Diploma in Lab Practices and Electrophoresis

This detailed course introduces you to the world of professional lab practices and electrophoresis. You will explore the fact that good laboratory practice (GLP) embodies a set of principles that provide a framework within which lab studies are planned, performed, monitored, recorded, reported and archived. The three levels of categorization from the Rosch Approach will be discussed. You will be introduced to the concept of buffer capacity, a quantitative measure of the resistance to change of pH by a solution, containing a buffering agent with respect to a change in the acid or alkali concentration. You will also learn that the electrophoresis in the vertical electrophoresis system performs in a discontinuous way with a buffer in the upper and lower tank, whilst the electrophoresis in the horizontal gel system performs continuously. You will discover how the calibration curve from native and denaturation gels are used to determine the molecular weight of the protein. Demonstrations, problems, examples and assessment questions in this instructor-led video-based course, are designed to provide you with a comprehensive foundation, which will enable you to take serious steps into this career.

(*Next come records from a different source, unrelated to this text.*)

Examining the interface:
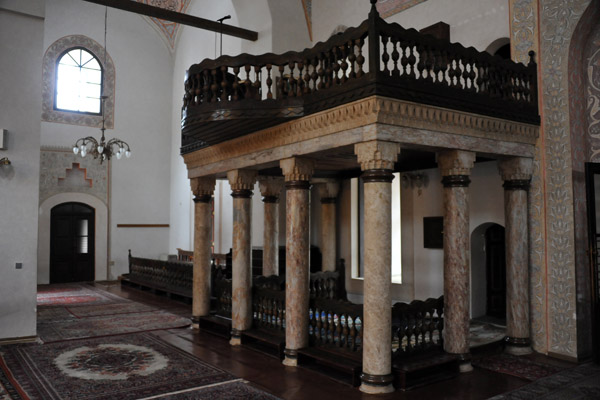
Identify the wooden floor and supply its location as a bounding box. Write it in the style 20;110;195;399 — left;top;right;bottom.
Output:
96;284;572;400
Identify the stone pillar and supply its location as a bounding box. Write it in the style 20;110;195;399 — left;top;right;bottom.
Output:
317;179;340;271
498;158;533;355
438;150;475;372
227;169;256;346
258;176;283;276
280;157;314;367
190;177;215;329
354;141;400;393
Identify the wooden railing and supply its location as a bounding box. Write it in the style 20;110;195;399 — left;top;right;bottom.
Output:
308;298;363;353
392;296;444;358
126;250;193;298
181;1;539;153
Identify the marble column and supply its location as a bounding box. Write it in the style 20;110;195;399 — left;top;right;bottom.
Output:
227;169;256;346
437;150;475;372
314;179;340;271
258;176;283;276
280;157;314;367
190;177;215;329
498;158;533;355
354;141;400;394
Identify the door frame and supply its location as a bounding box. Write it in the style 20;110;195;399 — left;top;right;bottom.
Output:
37;193;108;285
50;201;96;283
585;162;600;363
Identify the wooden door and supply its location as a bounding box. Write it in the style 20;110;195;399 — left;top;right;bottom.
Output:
585;163;600;363
485;225;506;319
50;203;95;283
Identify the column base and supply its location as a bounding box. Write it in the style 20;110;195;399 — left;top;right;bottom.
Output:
229;329;242;346
504;336;533;356
457;353;473;373
282;349;298;367
359;372;394;394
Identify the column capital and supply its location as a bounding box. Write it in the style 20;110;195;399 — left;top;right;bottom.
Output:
498;157;533;182
437;150;475;176
313;179;340;203
258;176;284;203
190;176;216;203
279;157;315;182
354;140;400;171
227;169;257;192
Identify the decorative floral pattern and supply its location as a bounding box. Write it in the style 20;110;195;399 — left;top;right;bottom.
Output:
42;35;115;129
136;0;191;50
540;0;590;357
510;0;547;352
54;343;169;380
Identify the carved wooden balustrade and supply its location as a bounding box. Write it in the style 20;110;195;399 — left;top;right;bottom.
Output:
181;0;539;154
392;296;444;358
252;275;285;333
123;250;193;298
308;298;363;353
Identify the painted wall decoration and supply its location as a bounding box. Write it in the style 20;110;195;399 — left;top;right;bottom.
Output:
510;0;547;352
540;0;590;357
40;147;108;205
302;0;312;41
377;0;426;18
585;31;600;162
136;0;191;50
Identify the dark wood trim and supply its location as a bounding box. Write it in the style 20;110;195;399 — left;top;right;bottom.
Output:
83;0;258;41
584;162;600;364
117;224;170;228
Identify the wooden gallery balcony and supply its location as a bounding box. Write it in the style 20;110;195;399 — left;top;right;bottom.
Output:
181;2;540;178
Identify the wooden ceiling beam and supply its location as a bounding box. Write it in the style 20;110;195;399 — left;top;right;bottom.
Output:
83;0;258;41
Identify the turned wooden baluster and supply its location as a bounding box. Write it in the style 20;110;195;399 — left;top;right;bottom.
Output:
210;68;219;101
354;38;365;78
232;67;240;101
310;56;319;92
315;53;326;90
267;64;273;99
392;38;400;77
253;65;262;100
347;39;356;79
339;45;349;84
381;35;390;75
244;64;252;99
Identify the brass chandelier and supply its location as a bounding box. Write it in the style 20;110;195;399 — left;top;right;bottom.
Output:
73;7;131;164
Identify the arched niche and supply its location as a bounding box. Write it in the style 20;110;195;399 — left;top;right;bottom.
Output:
37;193;108;285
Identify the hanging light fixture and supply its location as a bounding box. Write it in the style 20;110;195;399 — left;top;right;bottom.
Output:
73;7;131;164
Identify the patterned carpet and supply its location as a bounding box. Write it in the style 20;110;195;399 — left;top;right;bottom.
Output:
37;311;190;343
0;333;239;400
35;284;190;342
490;364;600;400
473;353;563;381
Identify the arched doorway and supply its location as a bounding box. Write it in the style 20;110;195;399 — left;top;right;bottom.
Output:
50;202;96;283
471;222;506;323
485;224;506;320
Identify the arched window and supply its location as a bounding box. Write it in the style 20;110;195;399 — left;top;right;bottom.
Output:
42;35;115;129
54;47;102;114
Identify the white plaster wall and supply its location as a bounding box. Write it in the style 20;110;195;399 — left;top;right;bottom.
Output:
42;0;173;279
338;161;504;302
0;0;44;339
37;193;108;285
312;0;510;51
169;0;273;253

The course begins by introducing you to the definition of GLP and the different levels of categorization within it. Then, the material safety data sheet (MSDS) will be discussed, showing you how it contains information about the potential hazards of a material. You will explore the buffer solution, which is used during experiments as a means of keeping the pH at a nearly constant value in a wide variety of chemical applications. You will discover the fact that at a fixed centrifugal force and liquid viscosity, the sedimentation rate of a particle is proportional to its size and the difference between the particle density and the density of the solution. You will also discover that electrophoresis refers to an electrokinetic process that separates charged particles in a fluid using a field of electrical charge and the reasons why the electrophoresis technique is not good for use in the separation and analysis of complex biological samples.

Next, you will learn that the complex biological samples are efficiently resolved in 2-D gel electrophoresis. This involves the combination of charge and molecular weight to provide much greater separation in comparison to the use of the individual property. You will gain insight into the fact that when conducting the agarose gel electrophoresis experiment on the native page, the sample that is prepared in the loading dye does not contain detergent or denaturing agent and as a result, the sample runs based on charge. You will then see that in the horizontal polyacrylamide gel electrophoresis, the complex biological sample is resolved according to its charge and then moved to the counter charge electrode. Study calibration curves from native and denaturation gels before moving onto liquid-handling systems, secondary structures in RNA, polyacrylamide gel electrophoresis, and stacking gel polymerization. This course will be of interest to biotechnology students, or those professionals in experimental biotechnology.